One of the great things about characters in comic books, villains in particular, is that the right writer can completely alter your perception of a particular character. When the Penguin: Pain and Prejudice mini-series kicked off at the end of 2011, I’ll admit I barely batted an eyelid. I’ve made no secret of the fact that the Penguin is probably my least favourite Bat-villain, and the idea of a five comic series based entirely around him seemed like my own personal hell.
I did catch glimpses of some of the favourable reviews the book was getting, but it still wasn’t enough to get me on board. However, the recent work done by Gregg Hurwitz in turning around the Dark Knight comic with his current Scarecrow arc did get me more than a little interested. If Hurwitz could do such a great job on a pretty awful comic like TDK, surely he could do the same with a certain Oswald Chesterfield Cobblepot, right? The final decision was made when the fine folks at ComiXology decided to include the comic in their current ‘Super Villains’ sale, allowing me to pick all five issues up for just a few quid. So I decided to give the Penguin a chance to win me over, and Hurwitz a chance to prove me wrong.
And boy am I glad I did.
The book delves into Penguin’s origin in a way I haven’t seen before, building on his relationship with his mother from literally the moment he was born, and it initially paints him as a somewhat sympathetic figure as he endures abuse and ridicule from his peers and unbridled disdain from his father. There’s some genuinely touching moments in the first issue between Penguin and his mother, which are immediately offset by the cruel, calculating, downright sadistic way he dismantles the life of a man who bumps into him in the Iceberg Lounge. This isn’t the bumbling ‘comic relief’ of the little guy with the umbrella that I’ve seen before. This is a ruthless, calculating villain who knows exactly how to get what he wants and how to destroy anyone who stands in his way or slights him.

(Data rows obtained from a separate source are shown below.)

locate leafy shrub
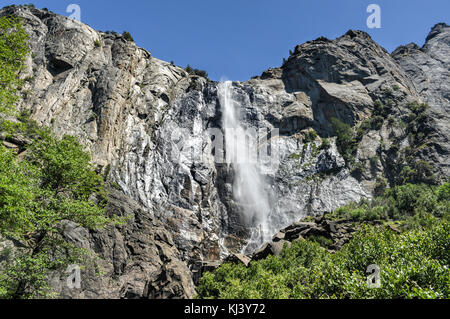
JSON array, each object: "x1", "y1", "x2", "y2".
[
  {"x1": 0, "y1": 15, "x2": 29, "y2": 114},
  {"x1": 374, "y1": 177, "x2": 387, "y2": 196},
  {"x1": 185, "y1": 64, "x2": 209, "y2": 78},
  {"x1": 373, "y1": 100, "x2": 386, "y2": 117},
  {"x1": 408, "y1": 101, "x2": 429, "y2": 115},
  {"x1": 0, "y1": 17, "x2": 116, "y2": 298},
  {"x1": 436, "y1": 182, "x2": 450, "y2": 202},
  {"x1": 370, "y1": 116, "x2": 384, "y2": 130},
  {"x1": 0, "y1": 131, "x2": 116, "y2": 298},
  {"x1": 197, "y1": 220, "x2": 449, "y2": 299},
  {"x1": 369, "y1": 156, "x2": 379, "y2": 168},
  {"x1": 308, "y1": 234, "x2": 333, "y2": 248},
  {"x1": 319, "y1": 138, "x2": 331, "y2": 151},
  {"x1": 331, "y1": 117, "x2": 358, "y2": 164},
  {"x1": 196, "y1": 182, "x2": 450, "y2": 299},
  {"x1": 332, "y1": 183, "x2": 448, "y2": 223},
  {"x1": 398, "y1": 160, "x2": 437, "y2": 185},
  {"x1": 122, "y1": 31, "x2": 134, "y2": 42},
  {"x1": 359, "y1": 116, "x2": 384, "y2": 132},
  {"x1": 303, "y1": 129, "x2": 317, "y2": 143},
  {"x1": 351, "y1": 161, "x2": 366, "y2": 178}
]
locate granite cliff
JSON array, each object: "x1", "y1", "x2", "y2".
[{"x1": 0, "y1": 5, "x2": 448, "y2": 298}]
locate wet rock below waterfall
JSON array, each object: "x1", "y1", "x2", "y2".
[{"x1": 222, "y1": 215, "x2": 358, "y2": 267}]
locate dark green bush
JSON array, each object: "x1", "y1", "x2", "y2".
[
  {"x1": 408, "y1": 101, "x2": 429, "y2": 115},
  {"x1": 373, "y1": 100, "x2": 386, "y2": 117},
  {"x1": 319, "y1": 138, "x2": 331, "y2": 150},
  {"x1": 122, "y1": 31, "x2": 134, "y2": 42},
  {"x1": 331, "y1": 117, "x2": 358, "y2": 164},
  {"x1": 197, "y1": 220, "x2": 449, "y2": 299},
  {"x1": 303, "y1": 130, "x2": 317, "y2": 143},
  {"x1": 185, "y1": 64, "x2": 208, "y2": 78},
  {"x1": 374, "y1": 177, "x2": 387, "y2": 196},
  {"x1": 398, "y1": 160, "x2": 437, "y2": 185},
  {"x1": 197, "y1": 182, "x2": 449, "y2": 299},
  {"x1": 333, "y1": 182, "x2": 449, "y2": 222},
  {"x1": 0, "y1": 18, "x2": 116, "y2": 298},
  {"x1": 351, "y1": 161, "x2": 366, "y2": 178},
  {"x1": 0, "y1": 131, "x2": 115, "y2": 298},
  {"x1": 0, "y1": 15, "x2": 29, "y2": 114}
]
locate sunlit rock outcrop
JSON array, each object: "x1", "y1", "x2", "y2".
[{"x1": 1, "y1": 5, "x2": 448, "y2": 298}]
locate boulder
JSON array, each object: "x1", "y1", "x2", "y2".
[
  {"x1": 224, "y1": 253, "x2": 251, "y2": 267},
  {"x1": 144, "y1": 260, "x2": 196, "y2": 299},
  {"x1": 252, "y1": 243, "x2": 273, "y2": 261},
  {"x1": 271, "y1": 240, "x2": 291, "y2": 256},
  {"x1": 272, "y1": 231, "x2": 285, "y2": 242}
]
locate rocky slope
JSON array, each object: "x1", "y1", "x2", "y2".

Throughout the story, Batman is used somewhat sparingly as a peripheral force that spurs the Penguin on, and – in one particularly poignant scene from issue two – a point of comparison as the Penguin visualises what life must feel like to be tall, strong and virile like the Batman. I like this approach, as it would be far too easy to turn this into another Bat-comic where he thwarts yet another villain’s evil schemes. Thankfully, we stay focused on the younger Cobblepot through most of the first two issues, building up the relationship with his mother and reliving the tragic deaths of his brothers. The artwork throughout is perfectly pitched, with great page layouts and some truly brilliant visual touches. We never fully see Penguin’s mother, her appearances limited to silhouettes and red lips. We see Penguin’s rage at those who have wronged him picked out in reds and, in some cases, superimposed over the whimpering wreck he is dissecting. The art fits this story like a glove, and while it may be a little ‘murky’ for some tastes, this is without a doubt a murky story, so to have it in bright, vibrant colours would just feel… wrong.

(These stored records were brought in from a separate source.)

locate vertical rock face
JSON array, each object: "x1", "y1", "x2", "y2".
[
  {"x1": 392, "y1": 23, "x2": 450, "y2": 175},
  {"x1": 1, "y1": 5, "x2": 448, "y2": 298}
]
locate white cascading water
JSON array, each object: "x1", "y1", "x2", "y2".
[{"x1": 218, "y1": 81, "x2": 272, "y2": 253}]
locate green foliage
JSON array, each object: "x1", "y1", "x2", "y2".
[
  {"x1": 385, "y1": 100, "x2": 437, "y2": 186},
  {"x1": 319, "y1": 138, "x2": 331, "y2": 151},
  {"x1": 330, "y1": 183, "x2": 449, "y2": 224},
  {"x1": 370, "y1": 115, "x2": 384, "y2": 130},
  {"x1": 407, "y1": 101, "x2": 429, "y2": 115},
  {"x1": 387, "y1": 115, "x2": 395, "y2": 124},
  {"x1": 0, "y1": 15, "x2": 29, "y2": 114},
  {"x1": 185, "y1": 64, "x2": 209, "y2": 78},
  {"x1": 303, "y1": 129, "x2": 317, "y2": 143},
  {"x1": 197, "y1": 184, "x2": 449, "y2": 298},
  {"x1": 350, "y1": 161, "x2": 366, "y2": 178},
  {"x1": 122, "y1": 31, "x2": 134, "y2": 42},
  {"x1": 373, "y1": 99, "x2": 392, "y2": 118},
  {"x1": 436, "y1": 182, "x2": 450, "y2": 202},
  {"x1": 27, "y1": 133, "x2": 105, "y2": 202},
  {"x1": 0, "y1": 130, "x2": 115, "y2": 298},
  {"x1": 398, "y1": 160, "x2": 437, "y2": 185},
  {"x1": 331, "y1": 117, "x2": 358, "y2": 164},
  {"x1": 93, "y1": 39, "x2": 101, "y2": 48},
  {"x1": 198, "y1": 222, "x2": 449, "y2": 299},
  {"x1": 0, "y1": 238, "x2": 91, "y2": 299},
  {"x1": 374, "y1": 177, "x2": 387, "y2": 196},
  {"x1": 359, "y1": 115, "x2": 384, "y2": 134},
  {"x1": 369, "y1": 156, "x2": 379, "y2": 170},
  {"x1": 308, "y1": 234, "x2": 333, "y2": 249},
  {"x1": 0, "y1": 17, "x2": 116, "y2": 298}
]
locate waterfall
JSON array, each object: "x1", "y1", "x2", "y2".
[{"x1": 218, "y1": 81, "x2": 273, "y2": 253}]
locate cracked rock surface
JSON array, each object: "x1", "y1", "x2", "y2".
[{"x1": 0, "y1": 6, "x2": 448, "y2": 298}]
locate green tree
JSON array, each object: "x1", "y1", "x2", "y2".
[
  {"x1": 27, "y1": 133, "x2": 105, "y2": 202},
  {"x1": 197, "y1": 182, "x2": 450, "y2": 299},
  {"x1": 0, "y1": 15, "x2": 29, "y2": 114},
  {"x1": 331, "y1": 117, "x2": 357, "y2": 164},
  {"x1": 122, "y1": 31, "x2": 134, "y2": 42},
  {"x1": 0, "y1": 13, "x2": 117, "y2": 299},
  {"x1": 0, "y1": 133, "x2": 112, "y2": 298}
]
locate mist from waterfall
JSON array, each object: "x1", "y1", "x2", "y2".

The story continues with Penguin meeting and falling in love (?) with Cassandra, a blind woman who he seems to view as a kindred spirit and who he is able to relax with due to not having to worry about his physical appearance. This relationship arc, though ultimately ending in tragedy, is perhaps the heart of the book as Penguin attempts to impress the woman who cannot see what others have mocked him for all his life. We are never allowed to forget the cold, calculating monster that Cobblepot has become though, and the contradiction between this side of his personality and the love he has for his mother is played out beautifully in the scene in issue three where Penguin destroys the life of another poor soul while simultaneously rewarding a woman who cared for his mother. It’s tremendously laid out stuff, and Hurwitz does a masterful job of keeping the storyline moving forwards and keeping us (or me, anyway) unsure of how I should actually be feeling about the Penguin. Should we feel sorry for him for the hardship and ridicule he endured as a child? Should we condemn him for his callous, downright vicious actions now? The answer is probably somewhere in between, and that’s the best kind of villain in my book.

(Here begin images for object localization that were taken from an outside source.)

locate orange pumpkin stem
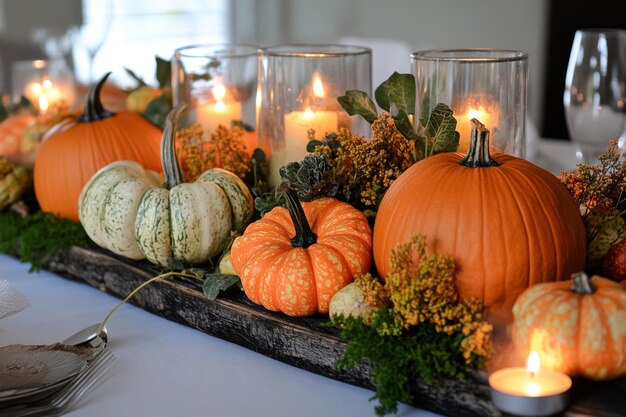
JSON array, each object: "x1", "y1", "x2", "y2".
[
  {"x1": 278, "y1": 183, "x2": 317, "y2": 248},
  {"x1": 161, "y1": 104, "x2": 187, "y2": 189},
  {"x1": 459, "y1": 118, "x2": 499, "y2": 168},
  {"x1": 77, "y1": 72, "x2": 115, "y2": 123},
  {"x1": 571, "y1": 272, "x2": 596, "y2": 294}
]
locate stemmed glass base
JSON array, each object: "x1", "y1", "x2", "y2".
[{"x1": 575, "y1": 143, "x2": 607, "y2": 165}]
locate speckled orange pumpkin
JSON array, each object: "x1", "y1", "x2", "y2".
[
  {"x1": 231, "y1": 187, "x2": 372, "y2": 316},
  {"x1": 513, "y1": 272, "x2": 626, "y2": 380}
]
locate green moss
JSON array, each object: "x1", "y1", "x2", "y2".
[
  {"x1": 0, "y1": 211, "x2": 90, "y2": 272},
  {"x1": 332, "y1": 309, "x2": 484, "y2": 416}
]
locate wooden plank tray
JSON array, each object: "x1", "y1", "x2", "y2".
[{"x1": 37, "y1": 246, "x2": 625, "y2": 417}]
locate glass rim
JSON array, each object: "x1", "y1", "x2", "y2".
[
  {"x1": 262, "y1": 44, "x2": 371, "y2": 58},
  {"x1": 174, "y1": 43, "x2": 261, "y2": 59},
  {"x1": 574, "y1": 28, "x2": 626, "y2": 37},
  {"x1": 411, "y1": 49, "x2": 528, "y2": 63}
]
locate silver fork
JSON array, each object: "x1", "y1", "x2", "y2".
[{"x1": 2, "y1": 349, "x2": 116, "y2": 417}]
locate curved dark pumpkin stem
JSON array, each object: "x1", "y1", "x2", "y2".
[
  {"x1": 77, "y1": 72, "x2": 115, "y2": 123},
  {"x1": 459, "y1": 118, "x2": 500, "y2": 168},
  {"x1": 277, "y1": 182, "x2": 317, "y2": 249},
  {"x1": 571, "y1": 272, "x2": 595, "y2": 294},
  {"x1": 162, "y1": 104, "x2": 186, "y2": 189}
]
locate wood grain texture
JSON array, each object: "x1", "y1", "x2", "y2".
[{"x1": 38, "y1": 247, "x2": 626, "y2": 417}]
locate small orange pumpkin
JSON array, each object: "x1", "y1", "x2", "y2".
[
  {"x1": 373, "y1": 119, "x2": 586, "y2": 320},
  {"x1": 231, "y1": 185, "x2": 373, "y2": 316},
  {"x1": 0, "y1": 111, "x2": 37, "y2": 165},
  {"x1": 34, "y1": 73, "x2": 162, "y2": 221},
  {"x1": 513, "y1": 272, "x2": 626, "y2": 380}
]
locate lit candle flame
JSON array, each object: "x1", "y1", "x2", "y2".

The story continues with Batman playing more of a prominent role as Penguin’s plan to hurt Gotham slowly unravels along with his budding relationship with Cassandra. I guess there had to be some sort of ‘evil scheme’, but I’m not sure this comic really needed it. I’d have been more interested in reading about Penguin’s rise to power in Gotham rather than seeing some – admittedly quite creative – plot involving flying Penguins and birds.
I’m the first to admit when I’m wrong, and I was undeniably wrong not to pick this up when I saw it at first. While other writers may use Penguin as a bit of comic relief or as a generic gangster to provide Batman with “wah wah wah”-laced information, this book goes far deeper into the psyche and back-story of the Penguin, and is an absolutely captivating read as a result. It may not be enough to push Mr Cobblepot to the top of my list of villains (and just like a good writer can make a character come across brilliantly, a bad writer can just as easily undo all that good work), it has definitely made me reconsider him as a legitimate character.
I think this is still on the ComiXology sale at the moment, and I urge anyone who likes good storytelling and perhaps wants to know more about one of the most prevalent (though possibly least understood) members of Batman’s rogues gallery to give this a look. It’s spellbinding stuff.